И к Путину я подошел не с тем, чтобы не забирали. Надо — заберите. Я просил письмо, чтобы мы могли объяснить рабочим, почему у них исчезло такое замечательное место отдыха.

Было же понятно: одно дело — «попросила администрация президента», другое — просто так исчез санаторий, «продали, гады, о рабочем человеке не думают, только карманы себе набивают!»

Так вот, Путин ушел от разговора. Стала понятна модель отношений — «черная крыша». То есть то, что было в 1990-е годы с теми, кто шел «под бандитов»: плати, а еще возьмут то, что понравится.

Конечно, я не сразу сделал окончательный вывод, но тревожный звоночек зазвенел.

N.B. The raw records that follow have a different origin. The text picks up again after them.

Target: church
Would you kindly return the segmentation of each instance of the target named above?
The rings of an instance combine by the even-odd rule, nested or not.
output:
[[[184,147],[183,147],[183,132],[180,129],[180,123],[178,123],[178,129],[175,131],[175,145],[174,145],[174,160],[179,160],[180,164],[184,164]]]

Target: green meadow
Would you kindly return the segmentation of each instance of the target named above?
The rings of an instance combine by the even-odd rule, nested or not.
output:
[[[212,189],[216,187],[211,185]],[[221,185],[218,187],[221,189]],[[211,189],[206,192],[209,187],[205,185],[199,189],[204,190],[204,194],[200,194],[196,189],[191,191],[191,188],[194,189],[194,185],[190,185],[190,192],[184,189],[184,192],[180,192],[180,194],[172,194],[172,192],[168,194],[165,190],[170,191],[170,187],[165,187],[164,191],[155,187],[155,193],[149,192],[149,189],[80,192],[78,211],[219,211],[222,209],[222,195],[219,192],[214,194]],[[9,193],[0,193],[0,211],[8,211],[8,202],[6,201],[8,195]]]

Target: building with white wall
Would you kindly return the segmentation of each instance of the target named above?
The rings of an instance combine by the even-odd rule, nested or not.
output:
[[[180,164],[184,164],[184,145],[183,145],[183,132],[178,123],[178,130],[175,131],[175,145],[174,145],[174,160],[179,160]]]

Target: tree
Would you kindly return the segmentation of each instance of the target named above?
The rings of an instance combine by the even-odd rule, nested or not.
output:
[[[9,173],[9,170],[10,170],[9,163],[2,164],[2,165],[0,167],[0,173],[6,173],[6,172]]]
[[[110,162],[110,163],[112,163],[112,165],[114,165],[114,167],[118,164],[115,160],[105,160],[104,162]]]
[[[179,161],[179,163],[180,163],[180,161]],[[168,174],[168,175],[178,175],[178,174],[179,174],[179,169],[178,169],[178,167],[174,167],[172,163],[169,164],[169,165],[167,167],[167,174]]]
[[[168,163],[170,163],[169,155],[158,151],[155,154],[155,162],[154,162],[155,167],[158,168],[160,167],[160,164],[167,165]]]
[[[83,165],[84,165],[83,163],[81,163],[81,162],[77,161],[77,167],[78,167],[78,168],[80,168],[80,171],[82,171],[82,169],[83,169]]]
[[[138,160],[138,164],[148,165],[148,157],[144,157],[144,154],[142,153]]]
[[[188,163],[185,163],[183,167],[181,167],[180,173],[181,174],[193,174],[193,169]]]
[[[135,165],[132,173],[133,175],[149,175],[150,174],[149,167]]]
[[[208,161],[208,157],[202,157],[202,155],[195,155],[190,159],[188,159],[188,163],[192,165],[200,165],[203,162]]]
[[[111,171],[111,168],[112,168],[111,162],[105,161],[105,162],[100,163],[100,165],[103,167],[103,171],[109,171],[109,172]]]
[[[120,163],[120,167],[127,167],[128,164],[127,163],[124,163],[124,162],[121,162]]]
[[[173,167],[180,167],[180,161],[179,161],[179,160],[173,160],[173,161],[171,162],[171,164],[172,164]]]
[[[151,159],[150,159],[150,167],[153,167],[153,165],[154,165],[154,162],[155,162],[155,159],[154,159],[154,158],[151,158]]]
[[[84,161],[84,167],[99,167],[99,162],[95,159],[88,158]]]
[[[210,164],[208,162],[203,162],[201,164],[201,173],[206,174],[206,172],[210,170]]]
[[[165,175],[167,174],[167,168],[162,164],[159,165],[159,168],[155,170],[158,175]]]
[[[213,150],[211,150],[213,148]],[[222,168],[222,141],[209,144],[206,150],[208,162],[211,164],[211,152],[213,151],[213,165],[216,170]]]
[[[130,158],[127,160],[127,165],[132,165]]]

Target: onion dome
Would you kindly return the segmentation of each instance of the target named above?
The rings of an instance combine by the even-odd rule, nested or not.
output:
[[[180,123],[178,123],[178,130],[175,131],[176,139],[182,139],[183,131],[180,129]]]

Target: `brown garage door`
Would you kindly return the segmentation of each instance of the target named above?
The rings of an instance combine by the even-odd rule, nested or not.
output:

Скажу сразу: улица Гурьянова, Дагестан, «Курск» звоночками не стали, поскольку я был и остаюсь не слишком «в теме», но знал, как могут подставлять человека на таком посту.

Что же касалось Гусинского и НТВ, я не верил, что это сделал Путин лично, пока в конце концов мне не рассказал ситуацию «из первых рук» человек, к которому я относился с большим уважением.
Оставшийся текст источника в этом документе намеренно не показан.